Kekerasan Seksual Terjadi Bertubi-tubi, Ketajaman Pisau UU TPKS Dinanti
Perempuan dan anak terus menjadi korban kekerasan seksual. Implementasi UU TPKS masih terkendala aturan turunan yang belum tersedia. Di sisi lain, aparat penegak hukum diminta tak ragu terapkan UU TPKS.
Lebih dari setahun Indonesia memiliki Undang-Undang Nomor 12 Tahun 2022 tentang Tindak Pidana Kekerasan Seksual. Namun, kekerasan seksual hingga kini terus menjadi mimpi buruk bagi perempuan dan anak-anak di Tanah Air. Kasus demi kasus kekerasan seksual bermunculan dalam modus beragam di ruang privat dan publik.
Hampir tak ada lagi ruang aman bagi perempuan dan anak-anak dari ancaman kekerasan seksual. Bahkan, kekerasan seksual di lingkungan pendidikan, termasuk pendidikan berbasis agama, pun belum berhenti. Para pelaku adalah sosok yang seharusnya menjadi pembimbing dan panutan.
Hampir tiap pekan, Kementerian Pemberdayaan Perempuan dan Perlindungan Anak menerima berbagai kasus kekerasan seksual. Pada pertengahan Mei 2023, terungkap 13 perempuan dan anak perempuan menjadi korban kekerasan seksual yang dilakukan guru mengaji di Kabupaten Sleman, Daerah Istimewa Yogyakarta.

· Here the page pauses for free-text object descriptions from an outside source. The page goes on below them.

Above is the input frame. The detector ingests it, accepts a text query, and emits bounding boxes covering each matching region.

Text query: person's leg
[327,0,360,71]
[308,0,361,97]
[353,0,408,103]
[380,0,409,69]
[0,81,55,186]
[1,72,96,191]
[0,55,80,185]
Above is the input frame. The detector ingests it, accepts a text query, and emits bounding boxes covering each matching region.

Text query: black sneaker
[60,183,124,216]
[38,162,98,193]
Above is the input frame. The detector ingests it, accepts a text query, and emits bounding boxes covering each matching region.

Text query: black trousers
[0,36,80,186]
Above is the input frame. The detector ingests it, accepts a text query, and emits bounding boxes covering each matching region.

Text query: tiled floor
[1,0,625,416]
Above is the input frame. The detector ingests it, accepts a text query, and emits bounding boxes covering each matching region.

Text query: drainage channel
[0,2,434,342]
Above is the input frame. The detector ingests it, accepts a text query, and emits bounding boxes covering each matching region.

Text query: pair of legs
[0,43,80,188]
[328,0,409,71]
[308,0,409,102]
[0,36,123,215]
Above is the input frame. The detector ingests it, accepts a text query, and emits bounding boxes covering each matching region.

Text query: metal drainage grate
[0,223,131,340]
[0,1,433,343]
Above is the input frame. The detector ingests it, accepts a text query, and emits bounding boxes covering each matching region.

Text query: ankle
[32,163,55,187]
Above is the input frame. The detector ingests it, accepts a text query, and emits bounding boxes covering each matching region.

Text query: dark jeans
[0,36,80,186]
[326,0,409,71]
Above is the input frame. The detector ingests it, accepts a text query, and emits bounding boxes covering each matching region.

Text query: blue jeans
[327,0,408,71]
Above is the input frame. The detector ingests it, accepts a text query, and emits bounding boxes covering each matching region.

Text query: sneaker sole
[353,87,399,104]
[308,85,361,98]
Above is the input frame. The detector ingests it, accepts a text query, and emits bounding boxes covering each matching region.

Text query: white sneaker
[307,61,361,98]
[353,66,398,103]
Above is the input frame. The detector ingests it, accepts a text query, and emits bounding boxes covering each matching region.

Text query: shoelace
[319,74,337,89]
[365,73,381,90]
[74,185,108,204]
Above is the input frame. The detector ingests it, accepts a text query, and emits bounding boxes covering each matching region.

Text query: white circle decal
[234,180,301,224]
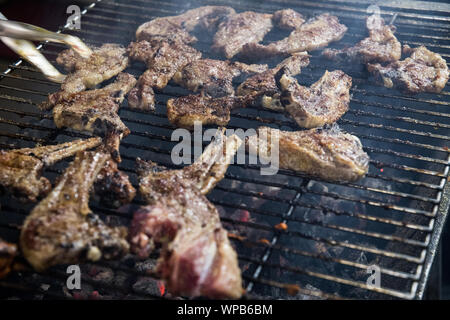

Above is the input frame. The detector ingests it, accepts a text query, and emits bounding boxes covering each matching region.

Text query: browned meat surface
[322,14,401,64]
[277,69,352,128]
[236,52,310,110]
[241,14,347,59]
[129,129,243,299]
[53,73,136,161]
[212,11,273,59]
[136,6,236,44]
[0,137,101,201]
[367,45,449,94]
[42,44,129,110]
[127,39,201,110]
[273,9,305,30]
[94,158,136,208]
[0,239,17,279]
[167,94,252,129]
[20,150,129,272]
[232,61,269,74]
[247,126,369,182]
[172,59,267,97]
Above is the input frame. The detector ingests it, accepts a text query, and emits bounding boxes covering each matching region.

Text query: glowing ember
[90,290,100,300]
[239,210,251,222]
[274,222,288,231]
[158,281,166,296]
[285,284,300,296]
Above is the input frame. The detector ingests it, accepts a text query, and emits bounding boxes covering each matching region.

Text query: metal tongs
[0,13,92,83]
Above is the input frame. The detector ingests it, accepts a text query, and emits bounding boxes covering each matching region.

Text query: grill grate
[0,0,449,299]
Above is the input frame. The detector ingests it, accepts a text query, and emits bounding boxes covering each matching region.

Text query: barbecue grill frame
[0,0,449,300]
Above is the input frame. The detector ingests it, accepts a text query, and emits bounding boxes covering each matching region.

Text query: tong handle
[0,19,92,58]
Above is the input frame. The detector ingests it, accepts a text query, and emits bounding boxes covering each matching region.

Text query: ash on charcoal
[132,276,161,296]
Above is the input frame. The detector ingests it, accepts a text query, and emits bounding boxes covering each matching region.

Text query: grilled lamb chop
[367,45,449,94]
[172,59,268,97]
[212,11,274,59]
[42,44,129,110]
[20,150,129,272]
[136,6,236,44]
[53,73,136,161]
[322,14,401,64]
[247,125,369,182]
[0,137,101,201]
[167,94,252,129]
[241,14,347,59]
[236,52,310,111]
[129,129,243,299]
[277,69,352,128]
[272,9,305,30]
[127,39,201,110]
[94,158,136,208]
[0,239,17,279]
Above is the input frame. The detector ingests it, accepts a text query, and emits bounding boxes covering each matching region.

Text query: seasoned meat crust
[94,159,136,208]
[127,39,201,110]
[322,14,401,64]
[168,53,310,129]
[367,45,449,94]
[272,9,305,30]
[237,52,310,110]
[53,73,136,161]
[20,150,129,272]
[247,126,369,182]
[129,129,243,299]
[173,59,268,97]
[212,11,274,59]
[42,44,129,110]
[241,13,347,59]
[0,239,17,279]
[167,94,252,129]
[277,69,352,128]
[136,6,236,44]
[0,138,101,201]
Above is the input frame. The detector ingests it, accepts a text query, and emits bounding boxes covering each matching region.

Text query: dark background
[0,0,448,300]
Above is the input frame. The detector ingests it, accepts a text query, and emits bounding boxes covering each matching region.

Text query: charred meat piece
[127,39,201,110]
[53,73,136,161]
[367,45,449,94]
[136,6,236,44]
[129,129,243,299]
[241,14,347,59]
[173,59,268,97]
[272,9,305,30]
[127,84,155,112]
[42,44,129,110]
[0,137,101,201]
[94,158,136,208]
[277,69,351,128]
[167,94,252,129]
[247,125,369,182]
[173,59,239,97]
[0,239,17,279]
[322,14,401,64]
[20,150,129,272]
[237,52,310,111]
[212,11,273,59]
[129,39,202,89]
[232,61,269,74]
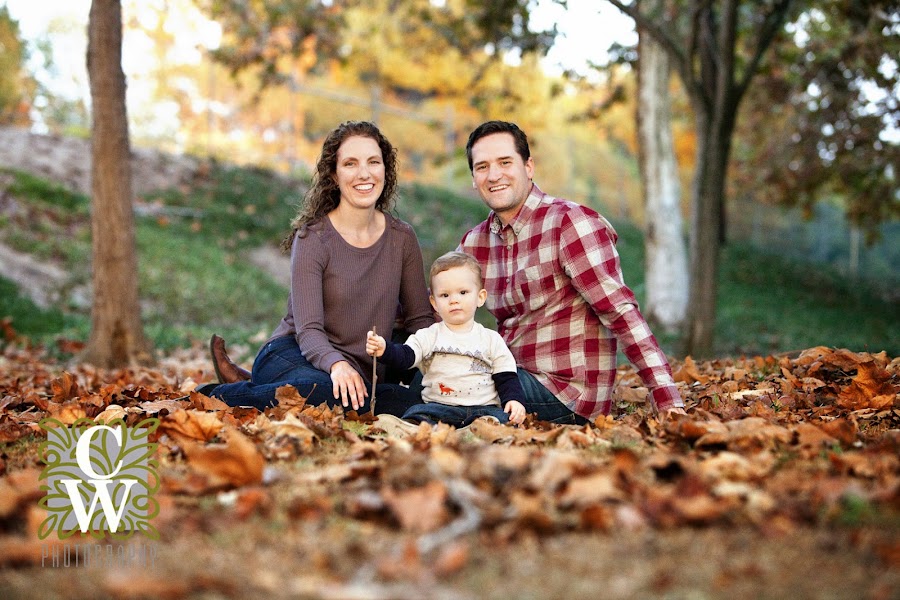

Di tahap awal ini yang masih menimbulkan kebingungan, terutama sistem pelayanan terpadu saat awal pengaduan.
Pekan lalu, Kementerian PPPA kembali mendapat laporan adanya dugaan kekerasan seksual di pondok pesantren di Kecamatan Sikur, Lombok Timur, Nusa Tenggara Barat, yang diduga dilakukan pimpinan lembaga, yakni LMI (43) dan HSN (50). Sebanyak 41 santriwati yang menjadi penghuni pondok pesantren tersebut diduga menjadi korban kekerasan seksual selama rentang waktu tujuh tahun (2016-2023). Tiga di antara korban telah membuat laporan polisi beberapa waktu lalu. Saat ini, pelaku telah ditetapkan sebagai tersangka dan ditahan oleh Kepolisian Resor Lombok Timur.
Deputi Perlindungan Khusus Anak Kementerian PPPA Nahar menegaskan kasus dengan modus di antaranya ”janji masuk surga” melalui ”pengajian seks” tersebut merupakan kejahatan terhadap martabat kemanusiaan yang tidak dapat ditolerir dan patut dihukum berat.
Pada pekan lalu, publik juga dikejutkan dengan berita kematian ABK (16), putri Penjabat Gubernur Papua Pegunungan, yang diduga menjadi korban kasus kekerasan seksual oleh pelaku yang baru dikenal di media sosial, awal Mei 2023.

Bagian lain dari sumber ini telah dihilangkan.